In short: there is lots to do. Stay tuned for more.



  1. Thanks to Twitter/X user @prathyvsh for urging me to write this, and comments on an early draft. They make really great visualisations of algebraic structures 

  2. Mereology is the λόγος (logos: explanation/consideration) of a μέρος (meros: part). The meros root more famously appears in words like polymer (literally: manyparts). 

  3. Mathematicians might notice how this is somewhat similar to the definition of a topology. The two are indeed related, but not the same. A topology on a finite set is necessarily a mereology, but not all mereologies are topologies, and topologies do not have to be finite.  

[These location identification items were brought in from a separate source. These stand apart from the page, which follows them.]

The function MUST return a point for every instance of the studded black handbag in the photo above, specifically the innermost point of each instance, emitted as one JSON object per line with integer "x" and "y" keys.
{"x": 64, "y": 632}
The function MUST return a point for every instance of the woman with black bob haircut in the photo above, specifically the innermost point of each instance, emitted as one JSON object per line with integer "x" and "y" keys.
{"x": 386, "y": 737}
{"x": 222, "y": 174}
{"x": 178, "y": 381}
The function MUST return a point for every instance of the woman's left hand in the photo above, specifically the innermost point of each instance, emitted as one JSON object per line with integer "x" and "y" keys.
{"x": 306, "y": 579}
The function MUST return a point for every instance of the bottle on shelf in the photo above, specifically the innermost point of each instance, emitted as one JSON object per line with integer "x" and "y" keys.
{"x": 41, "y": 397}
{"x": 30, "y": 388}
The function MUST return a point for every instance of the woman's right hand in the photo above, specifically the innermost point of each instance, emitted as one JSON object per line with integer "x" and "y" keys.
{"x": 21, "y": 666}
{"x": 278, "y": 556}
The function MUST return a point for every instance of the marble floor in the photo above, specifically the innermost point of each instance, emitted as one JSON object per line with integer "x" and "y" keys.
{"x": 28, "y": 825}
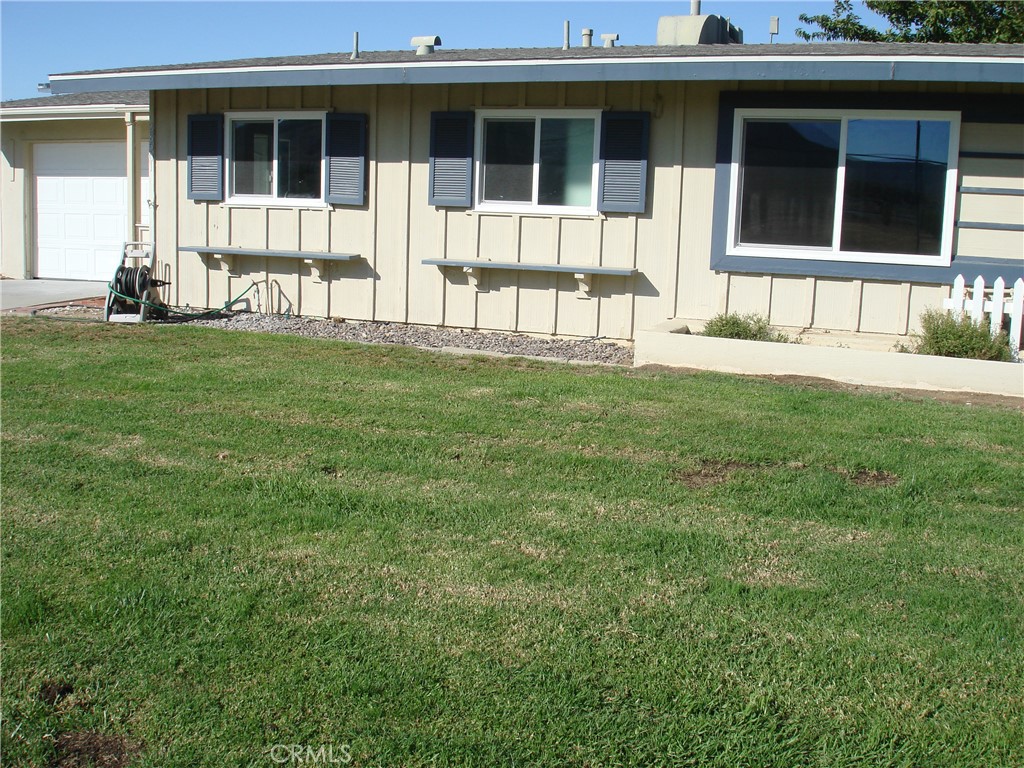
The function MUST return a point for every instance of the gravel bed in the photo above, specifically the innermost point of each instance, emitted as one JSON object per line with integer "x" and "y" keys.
{"x": 580, "y": 350}
{"x": 576, "y": 350}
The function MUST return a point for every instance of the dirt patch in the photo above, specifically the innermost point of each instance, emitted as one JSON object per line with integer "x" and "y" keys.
{"x": 710, "y": 473}
{"x": 872, "y": 477}
{"x": 92, "y": 750}
{"x": 813, "y": 382}
{"x": 52, "y": 691}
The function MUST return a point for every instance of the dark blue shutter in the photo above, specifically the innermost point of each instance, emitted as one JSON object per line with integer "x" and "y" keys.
{"x": 452, "y": 159}
{"x": 623, "y": 180}
{"x": 206, "y": 157}
{"x": 346, "y": 159}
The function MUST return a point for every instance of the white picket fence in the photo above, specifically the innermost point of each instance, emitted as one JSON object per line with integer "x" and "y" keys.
{"x": 998, "y": 303}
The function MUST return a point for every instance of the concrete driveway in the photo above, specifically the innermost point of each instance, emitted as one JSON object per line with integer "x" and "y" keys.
{"x": 20, "y": 294}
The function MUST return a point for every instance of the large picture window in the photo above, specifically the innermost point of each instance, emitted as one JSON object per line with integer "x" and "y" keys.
{"x": 853, "y": 186}
{"x": 538, "y": 162}
{"x": 275, "y": 158}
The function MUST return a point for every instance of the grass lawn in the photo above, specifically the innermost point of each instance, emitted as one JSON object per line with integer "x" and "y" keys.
{"x": 215, "y": 544}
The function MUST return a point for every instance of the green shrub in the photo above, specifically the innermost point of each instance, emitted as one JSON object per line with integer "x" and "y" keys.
{"x": 749, "y": 327}
{"x": 946, "y": 335}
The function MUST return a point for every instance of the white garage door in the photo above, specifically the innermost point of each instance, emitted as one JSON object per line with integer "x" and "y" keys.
{"x": 81, "y": 209}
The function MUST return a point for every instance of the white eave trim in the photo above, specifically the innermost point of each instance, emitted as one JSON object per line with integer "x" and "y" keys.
{"x": 74, "y": 112}
{"x": 866, "y": 68}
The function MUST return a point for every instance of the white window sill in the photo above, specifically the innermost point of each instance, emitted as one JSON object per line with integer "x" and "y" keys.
{"x": 310, "y": 205}
{"x": 819, "y": 254}
{"x": 528, "y": 210}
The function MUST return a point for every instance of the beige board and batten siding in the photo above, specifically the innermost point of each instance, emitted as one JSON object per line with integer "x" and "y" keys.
{"x": 669, "y": 245}
{"x": 396, "y": 229}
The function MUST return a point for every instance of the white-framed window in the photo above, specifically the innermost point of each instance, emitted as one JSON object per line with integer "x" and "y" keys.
{"x": 275, "y": 158}
{"x": 537, "y": 161}
{"x": 844, "y": 185}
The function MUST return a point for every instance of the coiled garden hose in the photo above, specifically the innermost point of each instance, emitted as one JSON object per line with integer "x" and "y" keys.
{"x": 114, "y": 289}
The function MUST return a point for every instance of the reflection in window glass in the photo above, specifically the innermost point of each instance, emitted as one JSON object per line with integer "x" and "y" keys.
{"x": 508, "y": 160}
{"x": 252, "y": 163}
{"x": 299, "y": 154}
{"x": 566, "y": 162}
{"x": 787, "y": 185}
{"x": 895, "y": 185}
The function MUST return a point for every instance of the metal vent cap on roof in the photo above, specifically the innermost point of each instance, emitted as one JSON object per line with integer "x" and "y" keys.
{"x": 425, "y": 44}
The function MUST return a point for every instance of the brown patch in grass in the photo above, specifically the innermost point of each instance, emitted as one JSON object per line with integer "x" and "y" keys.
{"x": 961, "y": 572}
{"x": 871, "y": 477}
{"x": 92, "y": 750}
{"x": 768, "y": 568}
{"x": 710, "y": 473}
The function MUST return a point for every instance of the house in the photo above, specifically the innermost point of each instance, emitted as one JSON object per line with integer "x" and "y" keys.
{"x": 592, "y": 192}
{"x": 75, "y": 182}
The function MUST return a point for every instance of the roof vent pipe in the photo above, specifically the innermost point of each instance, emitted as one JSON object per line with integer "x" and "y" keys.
{"x": 425, "y": 44}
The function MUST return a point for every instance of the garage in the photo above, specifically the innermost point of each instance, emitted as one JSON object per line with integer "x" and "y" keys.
{"x": 81, "y": 206}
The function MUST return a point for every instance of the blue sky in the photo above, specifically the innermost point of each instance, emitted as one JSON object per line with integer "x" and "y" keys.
{"x": 41, "y": 38}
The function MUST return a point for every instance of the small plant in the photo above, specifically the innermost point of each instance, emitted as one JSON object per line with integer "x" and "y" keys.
{"x": 748, "y": 327}
{"x": 946, "y": 335}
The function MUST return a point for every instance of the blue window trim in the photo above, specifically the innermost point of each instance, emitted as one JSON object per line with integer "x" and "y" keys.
{"x": 973, "y": 110}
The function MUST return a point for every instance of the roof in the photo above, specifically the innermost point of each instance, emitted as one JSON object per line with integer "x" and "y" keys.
{"x": 852, "y": 61}
{"x": 90, "y": 105}
{"x": 119, "y": 98}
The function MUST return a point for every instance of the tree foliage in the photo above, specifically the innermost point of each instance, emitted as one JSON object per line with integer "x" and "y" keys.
{"x": 923, "y": 22}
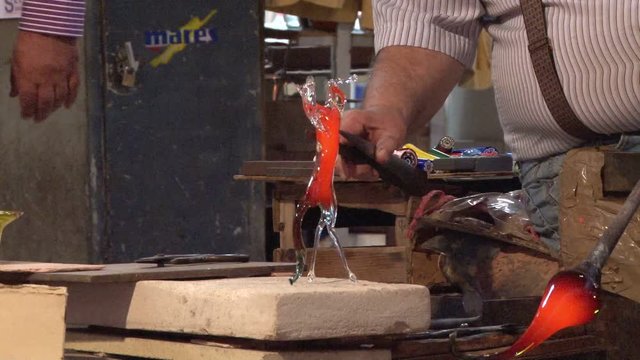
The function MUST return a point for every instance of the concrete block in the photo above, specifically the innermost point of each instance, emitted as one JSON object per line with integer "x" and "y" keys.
{"x": 32, "y": 323}
{"x": 266, "y": 308}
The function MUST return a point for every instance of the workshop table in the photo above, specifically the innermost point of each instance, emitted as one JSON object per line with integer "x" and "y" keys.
{"x": 397, "y": 261}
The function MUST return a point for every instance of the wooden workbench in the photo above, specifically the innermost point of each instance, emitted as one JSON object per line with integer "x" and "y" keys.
{"x": 397, "y": 261}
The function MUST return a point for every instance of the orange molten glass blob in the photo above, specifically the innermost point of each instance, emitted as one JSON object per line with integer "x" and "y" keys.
{"x": 571, "y": 299}
{"x": 320, "y": 189}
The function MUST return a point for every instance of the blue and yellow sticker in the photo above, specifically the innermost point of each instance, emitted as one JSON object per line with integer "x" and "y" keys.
{"x": 171, "y": 42}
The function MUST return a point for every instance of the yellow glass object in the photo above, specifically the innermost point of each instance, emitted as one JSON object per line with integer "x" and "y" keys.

  4. It’s interesting to ask: Why are beyond-pairwise interactions not common? I think it’s at least part caused by a lack of imagination. We can picture things interacting as a graph, where points represent parts, and lines represent interactions between parts. But lines always connect two points, not three or more, so we cannot really picture what higher-order interactions look like. This is a limitation of our imagination, not of Nature. However, pairwise descriptions have been very successful, and some people have argued that this is the way Nature works. Observing higher-order interactions from data is also harder than pairwise interactions, so perhaps it is simply a reflection of the fact that data sets have historically been small. This would also explain why higher-order interactions are becoming more en vogue now that data sets are getting bigger.  

  5. The Möbius function is usually recursively defined over a partial order, but there is a very nice expression due to Phillip Hall: Given an interval $[x, y]$ on the partial order $P$, let $c_i$ be the number of chains in $P$ from $x$ to $y$ of length $i$. Then the Möbius function on $P$ is given by $\mu(x, y) = -c_1 + c_2 - c_3 + \ldots$.  

  6. The Möbius inversion formula over the power set mereology is more famously known as the inclusion-exclusion principle. 

  7. I’m still looking for a good name for this approach/framework. If you have any suggestions—please let me know! 

  8. In fact, the number of parts in this mereology for 9 variables was calculated for the first time in 2023, and for more than 9 variables is still unknown.